After she had gone, Roy looked out some things for mending. There was a smashed cup and saucer that needed Aralditing - just the sort of meticulous job he liked - and his pyjama trousers wanted threading with new elastic: tasks on which his fingers had to concentrate, leaving his mind free. He assembled everything he needed and picked up the cup.

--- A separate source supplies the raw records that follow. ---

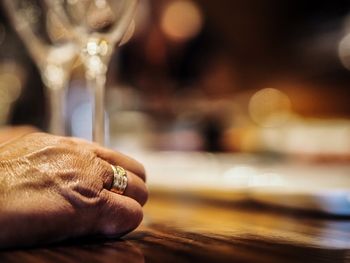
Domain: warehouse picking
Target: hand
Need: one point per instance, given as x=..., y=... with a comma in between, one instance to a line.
x=53, y=188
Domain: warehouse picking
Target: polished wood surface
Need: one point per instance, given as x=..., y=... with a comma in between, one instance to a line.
x=180, y=228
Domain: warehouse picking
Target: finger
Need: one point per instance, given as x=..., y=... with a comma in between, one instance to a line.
x=115, y=158
x=136, y=188
x=122, y=160
x=118, y=215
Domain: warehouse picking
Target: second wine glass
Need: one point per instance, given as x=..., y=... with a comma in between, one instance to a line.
x=52, y=49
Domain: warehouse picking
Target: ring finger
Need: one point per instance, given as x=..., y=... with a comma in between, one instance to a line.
x=135, y=188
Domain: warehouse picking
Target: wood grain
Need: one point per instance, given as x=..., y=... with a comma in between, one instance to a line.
x=178, y=228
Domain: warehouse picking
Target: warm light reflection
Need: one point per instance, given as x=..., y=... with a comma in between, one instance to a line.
x=242, y=176
x=181, y=20
x=269, y=107
x=344, y=51
x=10, y=90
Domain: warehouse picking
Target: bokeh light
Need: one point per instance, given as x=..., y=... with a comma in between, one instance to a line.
x=181, y=20
x=344, y=51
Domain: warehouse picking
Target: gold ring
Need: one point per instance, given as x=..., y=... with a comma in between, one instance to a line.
x=120, y=179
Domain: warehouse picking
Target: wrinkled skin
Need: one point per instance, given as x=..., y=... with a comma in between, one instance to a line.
x=12, y=132
x=53, y=188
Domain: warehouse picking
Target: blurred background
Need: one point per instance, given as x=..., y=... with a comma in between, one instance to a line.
x=243, y=76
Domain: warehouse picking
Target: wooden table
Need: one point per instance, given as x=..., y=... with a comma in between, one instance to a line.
x=179, y=228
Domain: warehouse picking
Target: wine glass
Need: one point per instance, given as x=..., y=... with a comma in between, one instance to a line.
x=51, y=48
x=97, y=26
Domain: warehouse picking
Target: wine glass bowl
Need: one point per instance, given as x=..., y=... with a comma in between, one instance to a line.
x=97, y=27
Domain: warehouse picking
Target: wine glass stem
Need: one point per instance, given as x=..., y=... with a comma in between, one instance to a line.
x=97, y=86
x=57, y=110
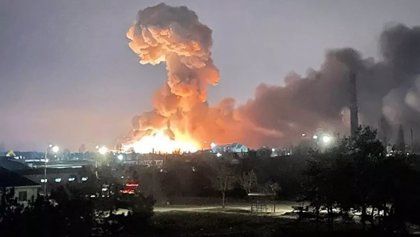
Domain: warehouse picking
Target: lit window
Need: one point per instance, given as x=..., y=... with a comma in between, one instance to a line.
x=23, y=196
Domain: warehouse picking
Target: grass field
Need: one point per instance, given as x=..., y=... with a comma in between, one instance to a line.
x=232, y=223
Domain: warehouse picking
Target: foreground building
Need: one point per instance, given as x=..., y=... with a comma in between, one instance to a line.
x=24, y=189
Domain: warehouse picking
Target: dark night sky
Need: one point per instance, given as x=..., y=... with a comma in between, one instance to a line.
x=68, y=77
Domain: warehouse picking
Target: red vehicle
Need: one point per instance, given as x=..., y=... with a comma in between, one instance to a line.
x=130, y=188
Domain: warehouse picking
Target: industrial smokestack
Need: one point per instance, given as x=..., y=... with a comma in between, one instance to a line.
x=354, y=118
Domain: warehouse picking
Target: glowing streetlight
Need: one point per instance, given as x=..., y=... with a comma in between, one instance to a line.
x=55, y=149
x=326, y=139
x=103, y=150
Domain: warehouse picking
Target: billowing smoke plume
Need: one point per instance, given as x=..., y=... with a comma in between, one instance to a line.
x=388, y=90
x=175, y=36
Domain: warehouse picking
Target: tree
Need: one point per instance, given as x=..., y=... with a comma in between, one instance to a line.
x=248, y=181
x=224, y=179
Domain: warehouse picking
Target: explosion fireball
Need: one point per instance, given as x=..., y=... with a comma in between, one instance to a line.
x=172, y=35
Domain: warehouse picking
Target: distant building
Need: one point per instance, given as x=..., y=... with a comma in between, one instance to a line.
x=24, y=189
x=230, y=148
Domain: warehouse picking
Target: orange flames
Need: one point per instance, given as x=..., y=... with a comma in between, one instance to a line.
x=160, y=142
x=182, y=119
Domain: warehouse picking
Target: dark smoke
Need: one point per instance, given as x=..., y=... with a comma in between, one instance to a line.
x=388, y=88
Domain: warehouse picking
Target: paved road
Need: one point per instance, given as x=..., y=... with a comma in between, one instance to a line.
x=281, y=208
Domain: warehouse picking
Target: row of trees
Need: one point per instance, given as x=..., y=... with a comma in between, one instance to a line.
x=69, y=211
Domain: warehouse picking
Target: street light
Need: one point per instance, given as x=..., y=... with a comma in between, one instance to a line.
x=103, y=150
x=54, y=149
x=326, y=139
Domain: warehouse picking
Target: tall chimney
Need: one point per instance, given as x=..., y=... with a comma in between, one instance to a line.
x=354, y=118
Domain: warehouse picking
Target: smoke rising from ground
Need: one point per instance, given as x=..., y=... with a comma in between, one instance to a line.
x=388, y=90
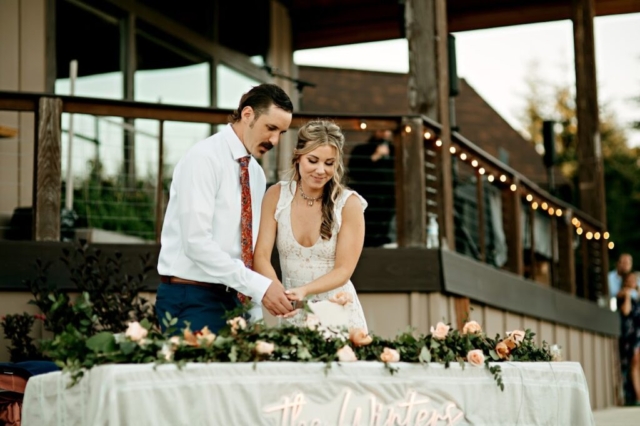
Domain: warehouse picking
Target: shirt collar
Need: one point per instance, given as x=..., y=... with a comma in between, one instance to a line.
x=235, y=144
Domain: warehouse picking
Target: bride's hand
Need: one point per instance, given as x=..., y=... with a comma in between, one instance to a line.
x=296, y=294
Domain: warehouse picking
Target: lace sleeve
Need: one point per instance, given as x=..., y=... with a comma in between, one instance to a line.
x=342, y=201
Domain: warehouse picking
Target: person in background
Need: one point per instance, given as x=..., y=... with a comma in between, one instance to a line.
x=629, y=342
x=624, y=266
x=372, y=174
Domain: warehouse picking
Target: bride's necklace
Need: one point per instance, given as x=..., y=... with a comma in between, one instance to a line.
x=310, y=201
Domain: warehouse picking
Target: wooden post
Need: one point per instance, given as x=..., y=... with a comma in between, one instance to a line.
x=590, y=166
x=160, y=182
x=481, y=220
x=512, y=217
x=411, y=203
x=426, y=30
x=566, y=271
x=47, y=180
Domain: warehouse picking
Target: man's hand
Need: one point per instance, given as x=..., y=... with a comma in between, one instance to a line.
x=275, y=300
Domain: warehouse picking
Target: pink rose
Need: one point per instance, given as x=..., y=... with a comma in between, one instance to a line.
x=441, y=331
x=264, y=348
x=135, y=331
x=341, y=298
x=503, y=350
x=475, y=357
x=346, y=354
x=237, y=323
x=516, y=335
x=471, y=327
x=312, y=321
x=389, y=355
x=359, y=337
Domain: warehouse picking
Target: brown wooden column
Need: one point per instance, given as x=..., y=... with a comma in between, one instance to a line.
x=426, y=31
x=566, y=270
x=411, y=203
x=47, y=175
x=590, y=166
x=512, y=218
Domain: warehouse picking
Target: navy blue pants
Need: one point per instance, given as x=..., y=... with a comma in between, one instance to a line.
x=200, y=306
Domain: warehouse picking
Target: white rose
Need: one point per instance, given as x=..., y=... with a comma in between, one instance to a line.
x=346, y=354
x=440, y=331
x=264, y=348
x=136, y=332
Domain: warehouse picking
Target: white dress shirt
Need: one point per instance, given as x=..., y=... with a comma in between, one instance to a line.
x=201, y=230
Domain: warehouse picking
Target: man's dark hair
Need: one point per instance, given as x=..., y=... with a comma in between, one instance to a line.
x=260, y=98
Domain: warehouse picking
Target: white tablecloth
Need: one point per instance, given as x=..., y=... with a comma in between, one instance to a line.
x=288, y=394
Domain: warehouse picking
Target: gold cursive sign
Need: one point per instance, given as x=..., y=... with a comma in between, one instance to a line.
x=414, y=410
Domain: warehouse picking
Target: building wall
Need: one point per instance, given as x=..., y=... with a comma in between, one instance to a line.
x=22, y=68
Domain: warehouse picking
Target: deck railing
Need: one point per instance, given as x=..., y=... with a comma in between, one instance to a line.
x=499, y=216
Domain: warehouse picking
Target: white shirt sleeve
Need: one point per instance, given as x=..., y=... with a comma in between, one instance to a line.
x=196, y=193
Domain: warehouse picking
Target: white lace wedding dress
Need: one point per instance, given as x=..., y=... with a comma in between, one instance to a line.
x=301, y=265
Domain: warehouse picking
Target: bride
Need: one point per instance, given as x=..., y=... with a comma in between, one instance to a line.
x=317, y=225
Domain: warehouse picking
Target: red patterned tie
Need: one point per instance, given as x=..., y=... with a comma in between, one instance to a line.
x=246, y=218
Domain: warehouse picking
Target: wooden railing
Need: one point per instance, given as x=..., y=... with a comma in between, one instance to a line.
x=419, y=190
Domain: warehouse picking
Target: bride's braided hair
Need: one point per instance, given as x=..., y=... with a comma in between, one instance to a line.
x=310, y=136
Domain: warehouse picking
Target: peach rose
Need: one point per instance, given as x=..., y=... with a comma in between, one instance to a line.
x=312, y=321
x=346, y=354
x=359, y=337
x=440, y=331
x=389, y=355
x=471, y=327
x=516, y=335
x=135, y=331
x=475, y=357
x=502, y=350
x=190, y=338
x=237, y=323
x=264, y=348
x=341, y=298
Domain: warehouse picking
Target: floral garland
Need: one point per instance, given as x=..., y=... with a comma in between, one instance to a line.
x=239, y=341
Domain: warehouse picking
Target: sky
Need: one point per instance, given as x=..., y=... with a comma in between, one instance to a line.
x=497, y=61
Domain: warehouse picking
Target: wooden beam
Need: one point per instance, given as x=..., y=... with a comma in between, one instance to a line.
x=47, y=179
x=411, y=203
x=566, y=271
x=590, y=164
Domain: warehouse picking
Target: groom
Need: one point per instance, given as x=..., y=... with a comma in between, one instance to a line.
x=211, y=224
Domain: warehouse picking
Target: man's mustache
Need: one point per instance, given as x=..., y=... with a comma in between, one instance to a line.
x=267, y=145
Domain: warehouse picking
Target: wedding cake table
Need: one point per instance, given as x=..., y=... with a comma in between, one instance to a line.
x=295, y=394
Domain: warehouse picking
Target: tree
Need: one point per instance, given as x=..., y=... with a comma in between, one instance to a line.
x=547, y=101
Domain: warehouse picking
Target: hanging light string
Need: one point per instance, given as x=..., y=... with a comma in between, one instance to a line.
x=536, y=201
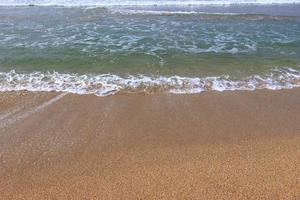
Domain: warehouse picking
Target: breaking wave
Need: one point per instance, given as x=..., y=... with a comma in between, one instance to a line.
x=108, y=84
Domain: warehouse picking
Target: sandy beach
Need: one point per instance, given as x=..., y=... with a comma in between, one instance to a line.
x=213, y=145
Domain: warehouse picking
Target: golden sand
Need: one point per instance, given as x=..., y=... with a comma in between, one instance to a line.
x=229, y=145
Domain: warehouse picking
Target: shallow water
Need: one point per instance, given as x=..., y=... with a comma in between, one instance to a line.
x=141, y=44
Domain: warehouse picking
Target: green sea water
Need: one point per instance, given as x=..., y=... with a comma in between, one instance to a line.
x=152, y=43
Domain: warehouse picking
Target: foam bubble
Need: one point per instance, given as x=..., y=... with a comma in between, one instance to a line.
x=108, y=84
x=139, y=2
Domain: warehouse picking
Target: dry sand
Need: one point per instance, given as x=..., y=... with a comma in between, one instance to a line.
x=229, y=145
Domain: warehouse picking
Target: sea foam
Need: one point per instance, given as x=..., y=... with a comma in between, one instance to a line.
x=139, y=2
x=108, y=84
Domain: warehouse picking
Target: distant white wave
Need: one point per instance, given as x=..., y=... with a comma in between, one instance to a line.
x=108, y=84
x=105, y=3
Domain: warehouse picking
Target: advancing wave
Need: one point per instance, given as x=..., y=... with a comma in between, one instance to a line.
x=105, y=3
x=107, y=84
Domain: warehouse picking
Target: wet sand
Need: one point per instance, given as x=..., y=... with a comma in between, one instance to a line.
x=229, y=145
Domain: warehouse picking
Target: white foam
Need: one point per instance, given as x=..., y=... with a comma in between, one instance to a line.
x=108, y=84
x=105, y=3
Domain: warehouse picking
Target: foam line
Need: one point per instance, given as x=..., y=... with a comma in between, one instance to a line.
x=108, y=84
x=106, y=3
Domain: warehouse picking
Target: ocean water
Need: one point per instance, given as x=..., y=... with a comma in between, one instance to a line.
x=106, y=47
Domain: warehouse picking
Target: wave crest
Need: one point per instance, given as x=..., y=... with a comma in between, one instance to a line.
x=108, y=84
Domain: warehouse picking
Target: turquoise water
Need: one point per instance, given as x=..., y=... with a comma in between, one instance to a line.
x=104, y=50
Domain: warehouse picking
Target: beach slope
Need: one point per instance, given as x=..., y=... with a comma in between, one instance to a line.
x=214, y=145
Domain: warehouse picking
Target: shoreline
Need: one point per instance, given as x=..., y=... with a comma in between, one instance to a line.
x=213, y=145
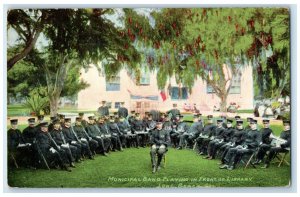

What was the alternative to the vicar's idea? He was lonely here by himself, true enough, and while the Squadron Leader wouldn't have been his first choice of companion, who else was there? He didn't know any other widowers - most of them went into those old people's dumps after their wives had died, and anything was better than
that
. He'd visited once or twice, with Grace. The smell hit you first - mouldy vegetables, mouldy bodies, and stained linen: suit yourself as to which
you noticed most. Then the listlessness. They sat about in collapsing armchairs, usually in a circle round the television, any old rubbish blaring from the screen
and
far too loud, on account of the ones who were deaf. He didn't think he'd deteriorate in the same way, but once you were institutionalized you weren't in control any more. Look at Alan … He banished the thought. Blokes from the dairy who had been cracking a joke in the Kelsey Arms not a year before went into a home and were suddenly fit for nothing but the compost heap. By comparison with that, the Squadron Leader and his posh house sounded like paradise.

No one was suggesting
he
should go into a home, but somehow women seemed to manage better on their own. Grace had several friends whose husbands had gone first. ‘Free she is now, after a lifetime of drudgery, bad language and worse than that when he'd got drink in him!' Grace had said more than once. These old women became brisk and bright-eyed, skipped off on their Old Person's Railcard to visit grandchildren all over the country, even went off abroad on coach-trips sometimes, if the money allowed. Old Jack Simmonds, the milkman who'd turned to lashing his wife when they got rid of horses and brought in milk floats - now there was a vicious man! He'd had a heart attack soon after he retired from the Unigate, and Edith Simmonds had been a happier woman without him, no doubt about it. But he could hardly turn up on
her
doorstep and say, Hello, are you lonely too?